Use a leash, and bring doggie bags to pick up after your dog.

First off, owners must be extra sensitive to the needs of their four-legged friends because of to the loyalty factor. A loyal dog will follow you to the ends of the earth - even if it kills him or her.

In addition to heat, inadequate conditioning can cause big problems. A physically unfit dog can be injured or even die on the trail. More than once, I have witnessed hikers taking their house pet on big hikes up Santiago Peak and even Mt. Whitney - where dogs are illegal past the Whitney Zone. It makes me wonder why.

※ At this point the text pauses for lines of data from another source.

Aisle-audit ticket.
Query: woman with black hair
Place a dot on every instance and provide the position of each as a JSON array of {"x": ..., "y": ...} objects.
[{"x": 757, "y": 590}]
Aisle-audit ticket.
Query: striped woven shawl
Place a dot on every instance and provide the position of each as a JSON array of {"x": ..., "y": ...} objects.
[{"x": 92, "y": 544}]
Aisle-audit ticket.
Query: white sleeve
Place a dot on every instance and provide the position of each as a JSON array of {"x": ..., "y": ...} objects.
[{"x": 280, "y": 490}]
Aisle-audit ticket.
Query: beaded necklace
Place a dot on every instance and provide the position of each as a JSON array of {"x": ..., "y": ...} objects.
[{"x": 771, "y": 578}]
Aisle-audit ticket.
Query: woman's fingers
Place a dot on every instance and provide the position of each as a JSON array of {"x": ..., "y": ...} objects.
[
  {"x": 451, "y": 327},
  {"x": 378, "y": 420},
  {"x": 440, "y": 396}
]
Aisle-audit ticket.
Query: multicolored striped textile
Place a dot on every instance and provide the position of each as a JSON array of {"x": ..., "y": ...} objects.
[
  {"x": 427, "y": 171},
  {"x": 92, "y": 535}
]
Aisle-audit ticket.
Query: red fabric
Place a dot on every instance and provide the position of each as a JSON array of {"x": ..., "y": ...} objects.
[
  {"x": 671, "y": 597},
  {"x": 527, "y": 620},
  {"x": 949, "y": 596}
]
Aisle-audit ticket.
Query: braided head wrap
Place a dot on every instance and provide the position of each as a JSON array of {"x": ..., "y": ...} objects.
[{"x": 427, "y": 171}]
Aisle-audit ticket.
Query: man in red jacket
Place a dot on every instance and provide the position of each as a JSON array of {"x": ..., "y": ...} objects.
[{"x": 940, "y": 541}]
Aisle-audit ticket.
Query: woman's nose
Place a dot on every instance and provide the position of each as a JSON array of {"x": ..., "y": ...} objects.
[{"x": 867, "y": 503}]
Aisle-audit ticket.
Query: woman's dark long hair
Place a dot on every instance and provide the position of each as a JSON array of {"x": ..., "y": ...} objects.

Why would someone want to take a physically unfit dog on a monster hike? Is the dog going to boast about it when he gets back home? The dog I saw on Mt. Whitney was near exhaustion and the owner was not only oblivious, but aggressively in denial.

With slow and proper conditioning, dogs can eventually go on longer hikes - but hot temperatures can kill them quickly because they dehydrate more rapidly than people do.

At the peak of her hiking career, my favorite four-legged hiking companion - Julie - used to follow me up mountains without breaking a sweat. But I had to leave her at home during hot weather.

Your dog's love for you can cause him or her to use up every drop of energy to the point of utter exhaustion. Dogs feel soreness, aches and pains, just as you do. Always start with short conditioning walks before attempting longer hikes, just as you would for your own physical conditioning.